Bir diğer değişle bir iklim politikasına ihtiyaç var. İçselleştirebileceğimiz ve hayatlarımıza uygulayabileceğimiz bir politikaya. Bugün dünyanın birçok sokağından bu yönde talepler ve acil müdahale çağrıları yükselmekte.
Aynı talepler ve çağrılar Kıbrıs’ın her iki yanından da gençler tarafından yükseltilmekte.
Lefkoşa’nın güneyinden de Mağusa’nın kuzeyinden de.
Mağusalı pırıl pırıl parlayan gözleriyle gençler ne yapmamız gerektiğini söylüyor, “harekete geçme zamanı, şimdi.”
Çünkü artık bir gelecek yok!
_____________
Son bir not…
İklim meselesi uzun uzun tartışması ve ciddi bir kamuoyu yaratılması gereken bir mesele.
Bunun aciliyetini anlayabilmek için BM’nin geçtiğimiz günlerde yayınladığı raporadan bazı alıntılar yapmakta fayda var.
İnsanlığın yerküreye verdiği zararın son 50 yılda arttığına dikkat çekilen BM raporuna göre bunun başlıca nedenleri 1970’den beri iki katına çıkan dünya nüfusu, dört kat büyüyen küresel ekonomi ve 10 kat büyüyen uluslararası ticaret. Kentleşen alanların 1992’den beri iki katına çıkması da etkenlerden biri.
Raporda öne çıkan ve doğanın ne derece tehdit altında olduğunun somut göstergesi olan bazı veriler şöyle:
- 1 milyondan fazla hayvan ve bitki türü yok olma tehlikesiyle karşı karşıya.
- 1980-2000 yılları arasında 100 milyon hektarlık tropikal orman ağırlıklı olarak Güney Amerika’daki hayvan çiftlikleri ve Güneydoğu Asya’daki palm yağı üretimi nedeniyle yok oldu.
- 1700’deki sulak alanların sadece yüzde 13’ü 2000 yılına kadar varlığını koruyabildi.
- Günümüzde hayvan ve bitkilerin yüzde 25’i tehdit altında.
- Plastikten kaynakalanan çevre kirliliği 1980’e oranla 10 katına çıktı.
- Her yıl 300-400 milyon ton ağır metal ve eritici madde ve başka atıkları su kaynaklarımıza atıyoruz.
- 2014 yılında okyanusların sadece yüzde 3’ü BM baskısından özgürdü.

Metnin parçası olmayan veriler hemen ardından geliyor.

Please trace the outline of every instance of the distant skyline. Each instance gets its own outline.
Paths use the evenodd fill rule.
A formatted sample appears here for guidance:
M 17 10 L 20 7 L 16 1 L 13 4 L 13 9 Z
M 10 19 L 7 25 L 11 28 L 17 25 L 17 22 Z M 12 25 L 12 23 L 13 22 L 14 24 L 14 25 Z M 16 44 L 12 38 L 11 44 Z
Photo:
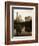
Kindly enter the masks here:
M 21 10 L 21 9 L 14 9 L 14 19 L 16 19 L 17 16 L 17 12 L 18 12 L 18 16 L 21 15 L 21 18 L 23 19 L 23 21 L 25 21 L 25 17 L 34 15 L 34 10 Z

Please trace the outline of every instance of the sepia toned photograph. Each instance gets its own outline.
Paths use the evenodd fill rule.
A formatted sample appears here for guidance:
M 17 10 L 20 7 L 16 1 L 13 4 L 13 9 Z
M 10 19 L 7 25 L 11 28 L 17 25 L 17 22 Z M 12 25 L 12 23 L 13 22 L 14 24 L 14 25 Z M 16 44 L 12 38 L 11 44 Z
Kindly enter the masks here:
M 38 3 L 5 2 L 5 44 L 38 42 Z
M 15 8 L 15 7 L 14 7 Z M 14 36 L 32 36 L 33 8 L 19 8 L 13 10 L 14 14 Z

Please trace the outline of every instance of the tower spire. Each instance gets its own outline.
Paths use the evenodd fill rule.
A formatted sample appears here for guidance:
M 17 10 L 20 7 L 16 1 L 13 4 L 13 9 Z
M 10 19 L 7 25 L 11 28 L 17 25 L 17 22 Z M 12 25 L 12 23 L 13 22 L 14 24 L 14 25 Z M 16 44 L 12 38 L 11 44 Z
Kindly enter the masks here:
M 17 12 L 17 16 L 18 16 L 18 12 Z

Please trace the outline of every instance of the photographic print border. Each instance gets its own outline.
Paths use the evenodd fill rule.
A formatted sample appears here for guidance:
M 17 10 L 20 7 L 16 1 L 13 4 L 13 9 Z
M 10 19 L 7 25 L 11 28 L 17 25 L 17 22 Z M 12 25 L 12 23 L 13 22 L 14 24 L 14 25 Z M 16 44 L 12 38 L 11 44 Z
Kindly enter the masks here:
M 18 6 L 35 6 L 35 40 L 21 40 L 10 41 L 10 5 Z M 24 3 L 24 2 L 5 2 L 5 44 L 23 44 L 23 43 L 36 43 L 38 42 L 38 4 L 37 3 Z

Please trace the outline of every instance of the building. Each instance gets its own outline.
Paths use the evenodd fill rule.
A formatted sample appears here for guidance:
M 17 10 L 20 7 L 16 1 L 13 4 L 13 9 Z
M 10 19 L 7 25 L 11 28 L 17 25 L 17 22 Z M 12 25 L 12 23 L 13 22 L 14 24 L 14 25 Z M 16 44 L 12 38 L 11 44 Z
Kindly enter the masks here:
M 28 16 L 28 17 L 25 17 L 25 21 L 30 21 L 32 20 L 32 17 Z
M 16 14 L 16 21 L 17 21 L 17 22 L 22 22 L 22 17 L 21 17 L 20 14 L 18 15 L 18 12 L 17 12 L 17 14 Z

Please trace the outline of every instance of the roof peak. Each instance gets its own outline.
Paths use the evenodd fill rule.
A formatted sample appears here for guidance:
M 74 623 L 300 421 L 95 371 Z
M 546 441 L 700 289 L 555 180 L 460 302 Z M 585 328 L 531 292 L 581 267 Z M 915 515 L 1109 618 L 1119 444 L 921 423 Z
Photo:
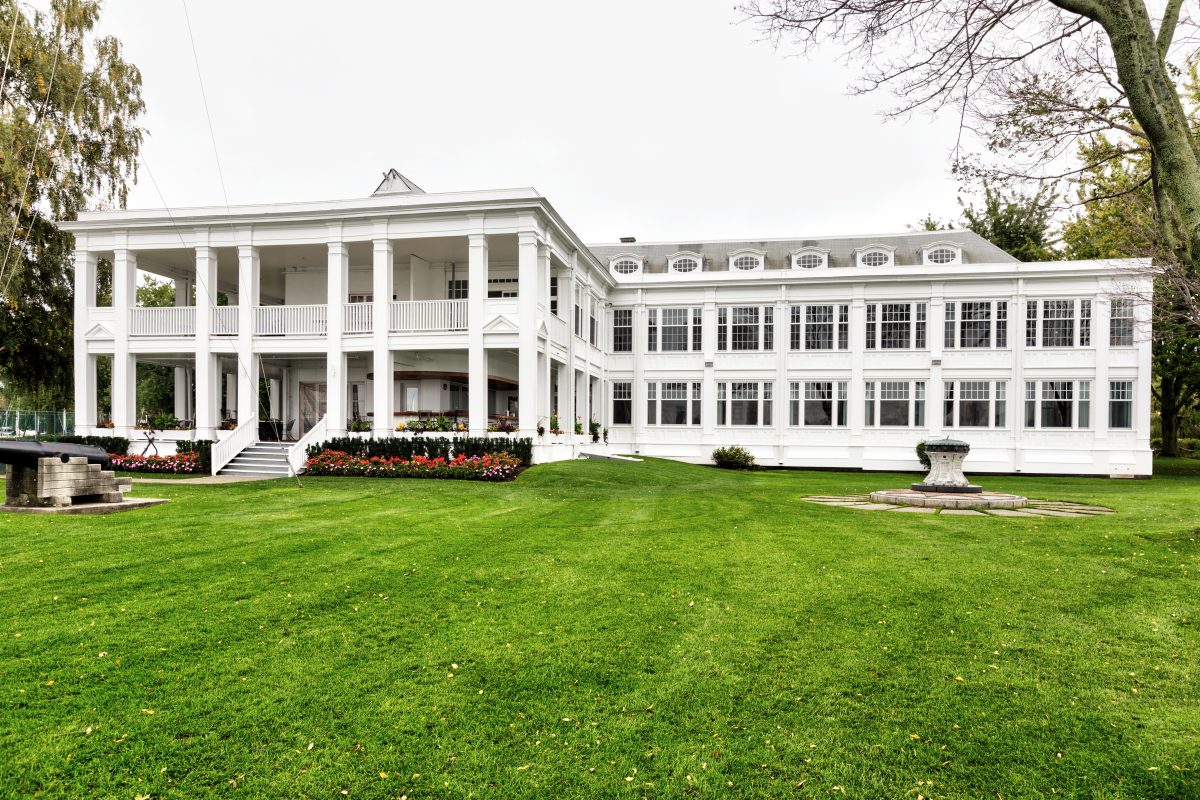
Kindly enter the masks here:
M 425 190 L 401 175 L 393 167 L 383 173 L 383 180 L 375 187 L 375 191 L 371 192 L 372 197 L 381 194 L 425 194 Z

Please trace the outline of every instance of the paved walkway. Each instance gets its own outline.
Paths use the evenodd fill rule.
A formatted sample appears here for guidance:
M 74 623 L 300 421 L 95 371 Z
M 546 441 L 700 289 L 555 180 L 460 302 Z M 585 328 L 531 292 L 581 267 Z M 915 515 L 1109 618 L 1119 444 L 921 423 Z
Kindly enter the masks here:
M 810 503 L 840 508 L 856 508 L 859 511 L 896 511 L 904 514 L 944 514 L 952 517 L 1099 517 L 1112 514 L 1111 508 L 1072 503 L 1067 500 L 1030 500 L 1029 505 L 1019 509 L 991 508 L 972 510 L 965 508 L 925 508 L 923 506 L 897 506 L 888 503 L 872 503 L 866 494 L 814 495 L 804 498 Z
M 199 478 L 139 478 L 134 476 L 134 484 L 139 483 L 169 483 L 182 486 L 208 486 L 214 483 L 246 483 L 247 481 L 270 481 L 278 476 L 265 475 L 202 475 Z

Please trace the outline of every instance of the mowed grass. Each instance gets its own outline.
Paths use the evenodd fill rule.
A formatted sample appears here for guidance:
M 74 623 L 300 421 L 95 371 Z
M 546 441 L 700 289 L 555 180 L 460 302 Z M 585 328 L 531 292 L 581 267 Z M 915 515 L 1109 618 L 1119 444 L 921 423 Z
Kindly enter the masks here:
M 0 796 L 1200 796 L 1200 464 L 1111 517 L 662 461 L 0 516 Z

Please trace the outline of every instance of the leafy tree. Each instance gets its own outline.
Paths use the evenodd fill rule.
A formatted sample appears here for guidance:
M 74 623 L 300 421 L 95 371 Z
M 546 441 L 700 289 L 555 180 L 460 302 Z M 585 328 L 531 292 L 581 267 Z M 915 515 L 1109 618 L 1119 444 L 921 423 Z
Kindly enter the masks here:
M 74 242 L 52 220 L 124 205 L 143 136 L 141 74 L 92 35 L 99 15 L 99 0 L 0 0 L 0 380 L 42 407 L 72 385 Z
M 1053 205 L 1050 187 L 1021 194 L 984 184 L 983 206 L 963 205 L 963 224 L 1020 261 L 1053 261 Z
M 146 308 L 175 305 L 175 285 L 142 276 L 137 287 L 137 304 Z M 165 364 L 137 365 L 137 407 L 139 416 L 173 414 L 175 411 L 175 368 Z

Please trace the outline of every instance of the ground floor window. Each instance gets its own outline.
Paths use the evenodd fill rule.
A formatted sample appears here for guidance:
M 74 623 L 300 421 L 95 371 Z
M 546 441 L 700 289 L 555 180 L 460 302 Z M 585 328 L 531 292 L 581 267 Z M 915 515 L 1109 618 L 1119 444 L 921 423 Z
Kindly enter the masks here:
M 732 381 L 717 384 L 718 425 L 770 425 L 774 384 Z
M 846 381 L 792 381 L 788 424 L 844 426 L 848 391 Z
M 633 384 L 629 381 L 613 381 L 612 424 L 633 424 Z
M 1109 381 L 1108 427 L 1133 427 L 1133 381 Z
M 1025 381 L 1026 428 L 1087 428 L 1090 381 Z
M 647 383 L 646 424 L 699 425 L 700 385 L 699 381 Z
M 863 388 L 867 425 L 919 428 L 925 424 L 925 381 L 867 381 Z
M 1004 381 L 946 381 L 942 424 L 947 428 L 1003 428 L 1008 384 Z

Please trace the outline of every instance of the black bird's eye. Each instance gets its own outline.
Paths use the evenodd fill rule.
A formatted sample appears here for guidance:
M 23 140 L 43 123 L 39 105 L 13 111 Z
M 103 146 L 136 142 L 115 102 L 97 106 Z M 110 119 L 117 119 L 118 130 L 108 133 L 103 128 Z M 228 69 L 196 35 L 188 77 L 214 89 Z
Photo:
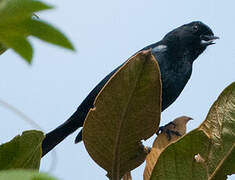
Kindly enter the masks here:
M 193 32 L 197 32 L 198 31 L 198 25 L 194 25 L 193 26 Z

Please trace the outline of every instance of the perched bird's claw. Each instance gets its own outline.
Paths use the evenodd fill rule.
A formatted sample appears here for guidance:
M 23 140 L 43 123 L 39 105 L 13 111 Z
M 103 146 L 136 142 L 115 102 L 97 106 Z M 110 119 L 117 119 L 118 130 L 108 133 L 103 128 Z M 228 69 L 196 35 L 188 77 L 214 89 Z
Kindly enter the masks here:
M 170 129 L 167 129 L 166 130 L 166 134 L 167 134 L 167 139 L 168 141 L 171 140 L 171 136 L 174 134 L 176 136 L 182 136 L 178 131 L 173 131 L 173 130 L 170 130 Z
M 145 147 L 145 151 L 146 151 L 148 154 L 151 152 L 151 150 L 152 150 L 151 147 L 149 147 L 149 146 L 146 146 L 146 147 Z
M 174 126 L 174 128 L 176 127 L 176 124 L 174 123 L 174 122 L 169 122 L 166 126 L 169 126 L 169 125 L 173 125 Z
M 163 128 L 164 128 L 164 126 L 159 127 L 156 132 L 156 135 L 159 135 L 161 132 L 163 132 Z
M 169 130 L 169 129 L 167 128 L 169 125 L 173 125 L 174 128 L 176 127 L 176 124 L 171 121 L 171 122 L 169 122 L 168 124 L 166 124 L 165 126 L 159 127 L 159 129 L 158 129 L 158 131 L 156 132 L 156 134 L 159 135 L 160 133 L 166 132 L 167 130 Z
M 173 125 L 174 128 L 176 127 L 176 124 L 174 122 L 169 122 L 168 124 L 166 124 L 165 126 L 161 126 L 159 127 L 158 131 L 156 132 L 157 135 L 159 135 L 160 133 L 166 133 L 167 139 L 168 141 L 171 140 L 172 135 L 176 135 L 176 136 L 182 136 L 178 131 L 174 131 L 174 130 L 170 130 L 169 126 Z

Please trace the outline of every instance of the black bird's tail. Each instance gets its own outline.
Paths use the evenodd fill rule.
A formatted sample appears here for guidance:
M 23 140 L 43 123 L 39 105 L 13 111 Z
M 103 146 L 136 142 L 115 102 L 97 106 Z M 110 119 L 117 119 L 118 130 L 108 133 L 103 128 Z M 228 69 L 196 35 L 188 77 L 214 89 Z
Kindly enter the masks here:
M 78 110 L 62 125 L 46 134 L 42 142 L 42 157 L 62 142 L 68 135 L 82 127 L 83 121 L 78 119 Z
M 76 131 L 78 128 L 83 126 L 83 123 L 86 119 L 87 113 L 90 108 L 93 108 L 93 103 L 95 101 L 96 96 L 104 87 L 106 82 L 110 79 L 110 77 L 120 68 L 121 66 L 114 69 L 111 73 L 109 73 L 84 99 L 84 101 L 80 104 L 77 111 L 62 125 L 52 130 L 48 134 L 46 134 L 45 139 L 42 142 L 42 156 L 46 155 L 49 151 L 51 151 L 57 144 L 62 142 L 67 136 Z M 75 139 L 75 143 L 82 141 L 82 131 L 78 134 Z

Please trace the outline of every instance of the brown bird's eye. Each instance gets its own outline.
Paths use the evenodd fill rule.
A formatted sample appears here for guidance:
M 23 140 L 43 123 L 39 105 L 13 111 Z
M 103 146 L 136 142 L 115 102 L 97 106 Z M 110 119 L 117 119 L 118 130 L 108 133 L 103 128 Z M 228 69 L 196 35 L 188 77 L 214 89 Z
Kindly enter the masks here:
M 197 32 L 197 31 L 198 31 L 198 26 L 197 26 L 197 25 L 194 25 L 194 26 L 193 26 L 193 31 L 194 31 L 194 32 Z

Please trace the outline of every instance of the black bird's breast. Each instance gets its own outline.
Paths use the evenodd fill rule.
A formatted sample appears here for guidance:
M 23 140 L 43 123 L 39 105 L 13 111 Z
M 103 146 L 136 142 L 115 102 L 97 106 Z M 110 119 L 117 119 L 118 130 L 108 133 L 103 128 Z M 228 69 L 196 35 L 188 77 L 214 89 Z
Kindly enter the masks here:
M 162 80 L 162 111 L 170 106 L 183 91 L 192 74 L 192 63 L 190 57 L 174 56 L 169 50 L 154 51 L 152 53 L 156 58 Z

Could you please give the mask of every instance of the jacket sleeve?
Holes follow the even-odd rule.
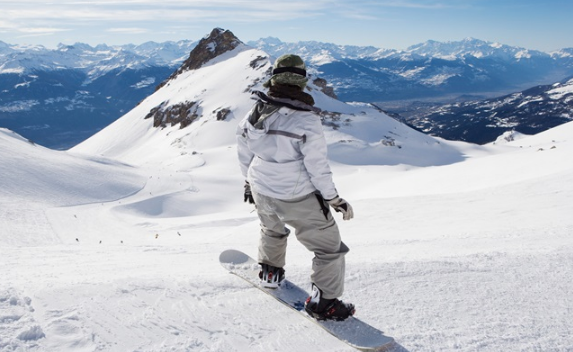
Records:
[[[247,118],[248,116],[245,117],[245,119]],[[243,120],[241,123],[239,123],[239,126],[237,126],[236,137],[237,137],[237,154],[239,157],[239,166],[241,167],[241,173],[243,174],[243,177],[246,180],[247,172],[249,170],[249,165],[251,165],[251,161],[253,160],[255,154],[253,154],[253,152],[251,152],[247,146],[247,137],[242,127],[244,122],[246,121]]]
[[[314,187],[324,199],[338,196],[328,164],[328,149],[320,119],[313,116],[306,126],[306,141],[301,144],[304,166]]]

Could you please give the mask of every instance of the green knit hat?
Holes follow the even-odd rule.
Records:
[[[273,76],[263,86],[269,88],[277,84],[287,84],[304,89],[306,82],[308,79],[304,61],[298,55],[286,54],[275,61]]]

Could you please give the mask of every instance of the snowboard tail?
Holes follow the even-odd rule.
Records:
[[[392,337],[384,335],[382,331],[353,316],[344,321],[314,319],[304,310],[304,302],[309,296],[308,292],[288,279],[283,280],[281,286],[276,289],[262,287],[259,279],[259,264],[255,259],[241,251],[226,250],[219,256],[219,261],[231,274],[242,278],[252,286],[297,311],[334,337],[360,351],[391,351],[395,347]]]

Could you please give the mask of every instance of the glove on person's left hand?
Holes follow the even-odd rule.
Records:
[[[251,185],[249,182],[245,181],[245,203],[255,204],[255,199],[253,198],[253,192],[251,192]]]
[[[327,202],[328,204],[330,204],[332,208],[334,208],[334,210],[342,213],[343,220],[350,220],[354,217],[354,211],[352,210],[352,206],[350,206],[350,203],[348,203],[344,199],[337,196],[334,199],[327,200]]]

- Balıklar hiç olmadığı kadar tehdit altında. 2015’te balıkların yüzde 33’ü türlerini sürdüremeyecek ölçütte üredi.
- Doğal ekosistemler yüzde 47 oranında kan kaybetti.
- Vahşi hayvanların biyokütlesi (bir ekosistemde belirli bir zamanda yetişen canlı sayısı) yüzde 82 oranında düştü.
- Resiflerdeki mercanlar son 150 yılda yarıya indi.
Rapor aslında çok açık…
İnsanlık, kurduğu üretim ve tüketim ilişkileri doğa üzerinde müthiş korkunç bir yıkımı örgütlemekte. Ve artık o yıkımın insanlığı da yutmaya başladığı bir dönemden geçmekteyiz. Kısacası uygar insan doğayı da kendisini de yıkıma uğratandır diyebiliriz. Ve şimdi insanı da doğayı da kurtarmanın yolu, belki de ‘uygar’ olmaktan vazgeçmekten geçmekte.